Code of Practice for Dry Cleaning Operations prescribes the requirements and conditions for preventing or limiting the discharge of prohibited and restricted wastes into the sanitary sewer system.

The following is a summary of the key requirements under the Bylaw and Code of Practice (Schedule "J").

  • Use newer, more efficient dry cleaning machines (fourth generation or newer)
  • Treat water that contains PERC before release into the sewer system. Water may be treated on or off site.
  • Minimize spills through the installation of a spill containment system
  • Manage the collection and disposal of residue and wastewater
  • Develop an emergency spill and leak plan
  • Maintain records
  • More information on the Code of Practice for Dry Cleaning Operations and the Sewer Use Bylaw

Please submit a Waste Discharge Assessment Form if you are unsure whether this code of practice applies to your business.

Although compliance with Sewer Use Bylaw may help you meet other municipal, provincial or federal conditions, other agencies may have additional requirements. Use BizPaL to help you identify additional permits and licenses required to operate your business.

Requirements and BMP specific to septic system

Wastewater pre-treatment is not specifically required under CRD Bylaw 3479 - Onsite Sewage System Maintenance Bylaw. However, dry cleaning waste should not be discharged to a septic system as this can create a contaminated site. At minimum, the discharge of dry cleaning waste will impact the treatment process, significantly increase maintenance costs of the septic system and reduce its useful life span.

Requirements and BMP specific to stormdrains and catch basins

Prevent stormwater contamination and protect our aquatic environment by ensuring that dry cleaning waste does not enter the storm drain network (which includes ditches, catch basins and roadways, etc.).
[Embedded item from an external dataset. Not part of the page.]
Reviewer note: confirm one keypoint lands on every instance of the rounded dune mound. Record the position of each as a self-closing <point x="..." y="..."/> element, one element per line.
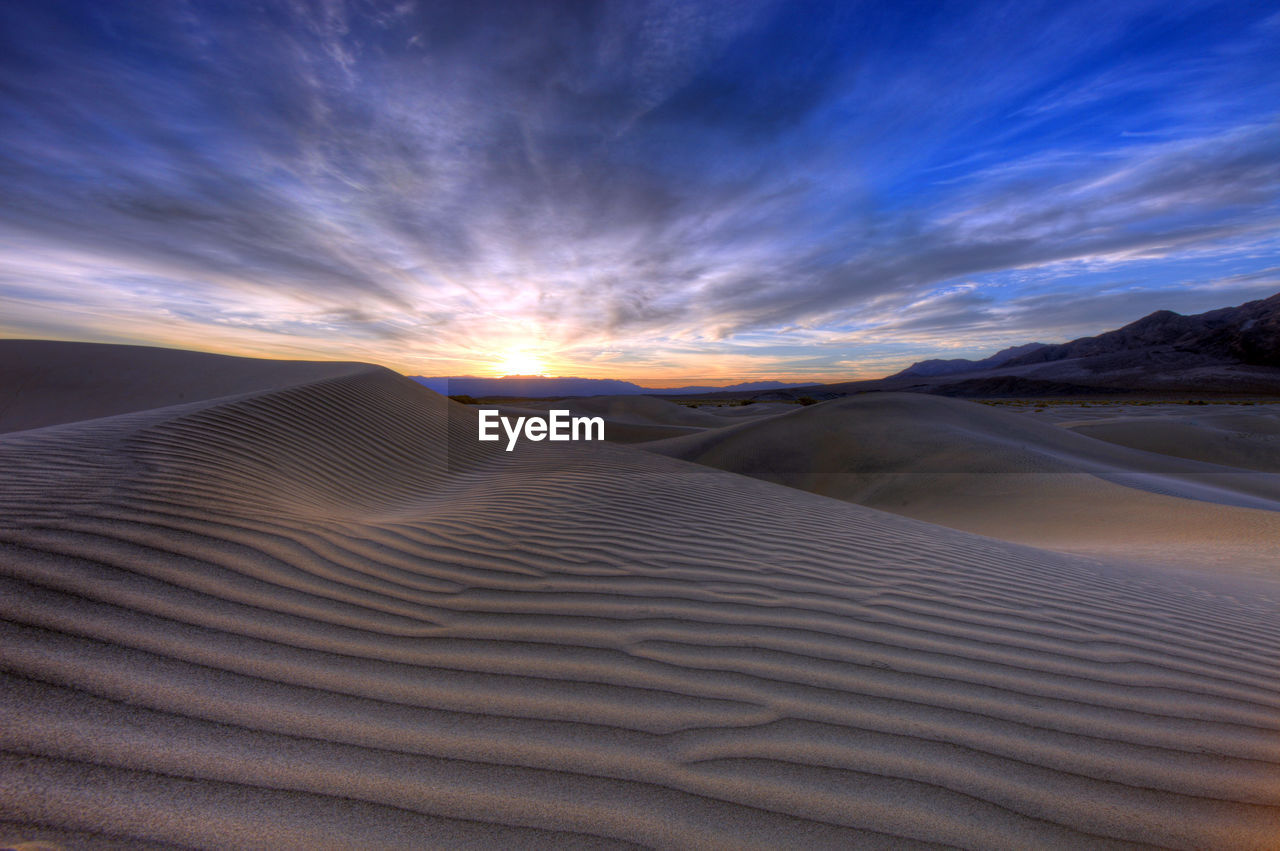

  • Educate staff about the spill prevention and response
  • When hosing or washing equipment or surfaces outside, do not let the runoff water enter the storm drain.
  • Regularly inspect and maintain any parking lot catch basins
  • Store waste products under covered areas with appropriate spill containment

If you operate on the Saanich Peninsula (North Saanich, Central Saanich and Sidney) then you need to know about Bylaw No. 4168 requirements.

Requirements and BMP specific to trucked liquid wastes

Liquid waste haulers can be hired to responsibly manage any fluids associated with dry cleaning.

It is important to note that the waste generator retains ownership of the waste even after it has been turned over to a waste hauler. This means the generator can be held responsible for the consequences of a spill or improper disposal of waste.

For that reason it is important to ensure that the hauler you hire can demonstrate that they are:

  • Properly licensed;
  • Have properly trained staff and;
  • Will deal with your waste in a safe, responsible, legal and diligent manner.

Why wastes from dry cleaning operation are a concern in our stormwater, wastewater and septic systems

Dry cleaning practices commonly use tetrachloroethylene – also known as perchloroethylene, PCE or, most commonly, PERC. PERC is identified in the Canadian Environmental Protection Act as a toxic substance; it is believed to be harmful to public health and the environment.

Tetrachloroethylene usually enters the environment by evaporating into the air during use. It can also enter the air, soil, and water when the dry cleaning solution sludge is being disposed of or when leaks and evaporation occur at storage sites.

Exposure to high levels of tetrachloroethylene can cause eye, nose and skin irritation as well as dizziness, headache, nausea, liver and kidney damage. When introduced into the environment, it contaminates the soil and the water.

Tetrachloroethylene is therefore considered hazardous waste, and it must be dealt with appropriately.

What is considered a dry cleaning operations?

A dry cleaning operation means any commercial, industrial or institutional operation or a public authority engaged in the cleaning of textile and apparel goods, rugs, furs, leathers and other similar articles using tetrachloroethylene, commonly known as PERC.